And with regards to your second statement, if I am in trouble financially, but, I find this company that says if you pay R4500.00 you come into our network at the highest level, and can earn up to 'X' amount in a year, I would do my homework before joining. Not everybody has that kind of money, I know I don't.

I am not making money off charity. To rebuild a community costs money. To help people costs money. What we are trying to do, is merely help those who live in Suburbia and earn a low income, earn some extra money, and also help those who live in townships to actually be able to support their families.

Why do people break into houses? Steal Cars? Rob people at gunpoint? .. for money .. if everyone can work together as a nation to change the unemployment, crime levels will come down. 
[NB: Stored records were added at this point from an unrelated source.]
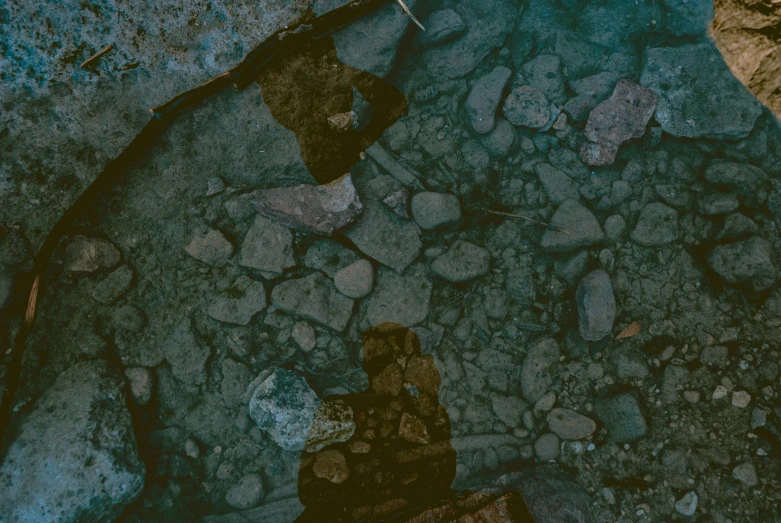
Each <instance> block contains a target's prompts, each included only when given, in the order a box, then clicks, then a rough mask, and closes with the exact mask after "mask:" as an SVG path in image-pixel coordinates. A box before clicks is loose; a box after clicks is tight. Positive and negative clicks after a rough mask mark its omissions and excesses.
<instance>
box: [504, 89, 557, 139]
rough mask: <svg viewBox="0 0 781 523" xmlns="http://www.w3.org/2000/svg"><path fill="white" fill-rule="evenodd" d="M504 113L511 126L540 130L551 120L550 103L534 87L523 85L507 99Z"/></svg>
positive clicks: (541, 94) (539, 91) (504, 103)
mask: <svg viewBox="0 0 781 523" xmlns="http://www.w3.org/2000/svg"><path fill="white" fill-rule="evenodd" d="M502 113H503V114H504V117H505V118H507V121H509V122H510V123H511V124H513V125H515V126H518V127H531V128H532V129H540V128H542V127H545V126H546V125H548V123H549V122H550V119H551V110H550V102H548V99H547V98H545V95H544V94H543V93H542V92H541V91H540V90H539V89H535V88H534V87H531V86H528V85H521V86H518V87H516V88H514V89H513V90H512V92H510V95H509V96H508V97H507V98H506V99H505V101H504V105H503V106H502Z"/></svg>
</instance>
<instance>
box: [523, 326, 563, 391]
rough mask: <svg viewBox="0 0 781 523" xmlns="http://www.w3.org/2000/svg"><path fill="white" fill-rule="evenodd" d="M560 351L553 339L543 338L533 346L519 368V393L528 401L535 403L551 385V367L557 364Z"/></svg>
mask: <svg viewBox="0 0 781 523" xmlns="http://www.w3.org/2000/svg"><path fill="white" fill-rule="evenodd" d="M560 356H561V351H560V350H559V344H558V343H556V340H554V339H553V338H545V339H543V340H541V341H539V342H537V343H536V344H534V345H533V346H532V347H531V348H530V349H529V352H528V353H527V354H526V357H525V358H524V360H523V365H522V366H521V391H522V392H523V397H524V398H526V399H527V400H528V401H531V402H535V401H537V400H538V399H540V398H541V397H542V396H543V394H545V393H546V392H547V391H548V389H549V388H550V386H551V384H552V383H553V373H552V369H551V367H553V365H554V364H556V363H558V361H559V357H560Z"/></svg>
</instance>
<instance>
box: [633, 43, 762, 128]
mask: <svg viewBox="0 0 781 523" xmlns="http://www.w3.org/2000/svg"><path fill="white" fill-rule="evenodd" d="M694 78H707V79H708V81H707V82H695V81H693V79H694ZM640 84H641V85H643V86H645V87H647V88H649V89H651V90H652V91H654V92H655V93H656V94H657V95H659V102H658V104H657V106H656V112H655V113H654V117H655V119H656V121H657V122H659V124H660V125H661V127H662V130H663V131H664V132H665V133H667V134H670V135H673V136H680V137H686V138H713V139H715V140H734V139H738V138H745V137H746V136H748V135H749V133H750V132H751V130H752V129H753V128H754V122H755V121H756V120H757V118H758V117H759V115H760V114H761V112H762V106H761V104H760V103H759V102H758V101H757V100H756V99H755V98H754V96H753V95H752V94H751V93H750V92H749V91H748V90H747V89H746V88H745V87H744V86H743V84H741V82H740V80H738V79H737V78H735V77H734V76H733V75H732V73H731V72H730V70H729V68H728V67H727V65H726V64H725V63H724V59H723V58H722V57H721V54H720V53H719V51H718V49H716V47H715V46H714V45H713V43H711V42H707V43H701V44H694V45H684V46H680V47H657V48H650V49H646V51H645V57H644V59H643V71H642V74H641V76H640Z"/></svg>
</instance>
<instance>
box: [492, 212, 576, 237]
mask: <svg viewBox="0 0 781 523" xmlns="http://www.w3.org/2000/svg"><path fill="white" fill-rule="evenodd" d="M483 211H485V212H487V213H488V214H496V215H498V216H510V217H511V218H520V219H522V220H526V221H527V222H532V223H536V224H538V225H544V226H545V227H550V228H551V229H556V230H557V231H559V232H563V233H564V234H566V235H568V236H569V235H570V234H571V233H570V232H569V231H568V230H567V229H562V228H561V227H556V226H555V225H551V224H550V223H545V222H541V221H538V220H535V219H533V218H529V217H528V216H523V215H522V214H513V213H509V212H502V211H491V210H489V209H483Z"/></svg>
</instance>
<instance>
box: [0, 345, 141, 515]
mask: <svg viewBox="0 0 781 523" xmlns="http://www.w3.org/2000/svg"><path fill="white" fill-rule="evenodd" d="M125 390H126V389H125V383H124V378H123V377H122V374H121V372H120V371H119V370H118V369H116V368H115V367H114V366H112V365H111V364H109V363H108V362H106V361H103V360H93V361H86V362H81V363H77V364H76V365H73V366H72V367H70V368H69V369H67V370H66V371H65V372H63V373H62V374H60V375H59V376H58V377H57V380H56V381H55V382H54V384H53V385H52V386H51V387H50V388H49V389H48V390H46V392H44V393H43V395H41V397H40V398H39V399H38V401H37V402H36V403H35V405H34V406H33V408H32V410H31V411H30V412H29V413H28V414H27V416H25V418H24V420H23V421H22V423H21V424H20V426H19V428H18V432H17V433H16V434H15V437H14V439H13V441H11V442H10V444H9V446H8V448H7V452H6V454H5V456H4V459H3V462H2V464H0V483H2V485H3V492H2V495H0V514H2V519H3V520H4V521H9V522H17V521H18V522H27V521H36V522H37V521H41V522H55V521H56V522H58V523H60V522H62V523H78V522H82V521H111V520H113V519H114V518H116V517H119V515H120V514H121V513H122V511H123V509H124V507H125V506H126V505H128V504H129V503H130V502H132V501H133V500H135V499H136V497H138V495H139V494H141V491H142V489H143V487H144V476H145V468H144V464H143V462H142V461H141V460H140V459H139V456H138V446H137V444H136V439H135V435H134V431H133V422H132V419H131V416H130V412H128V410H127V407H126V405H125V401H126V400H125Z"/></svg>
Changing people's mindsets about anything is a difficult task. And getting the idea of a crime free, unemployment free South Africa across the board and into the mind of every South African is our biggest obstacle, but we believe we can do it. And we will. And when we do, I hope everybody is ready for it.  :Smile:

----------


## adele.strydom

So it seems in my rush to type everything out, I gave you incorrect information. My apologies for that. Here are the correct figures ..

44% is used for commission
38% is used for bank charges and Tax
18% is used for Research & Development

http://www.1wayforward.org/index.php...u_item~~L1_535

Sorry again. I hope this explains it better.

----------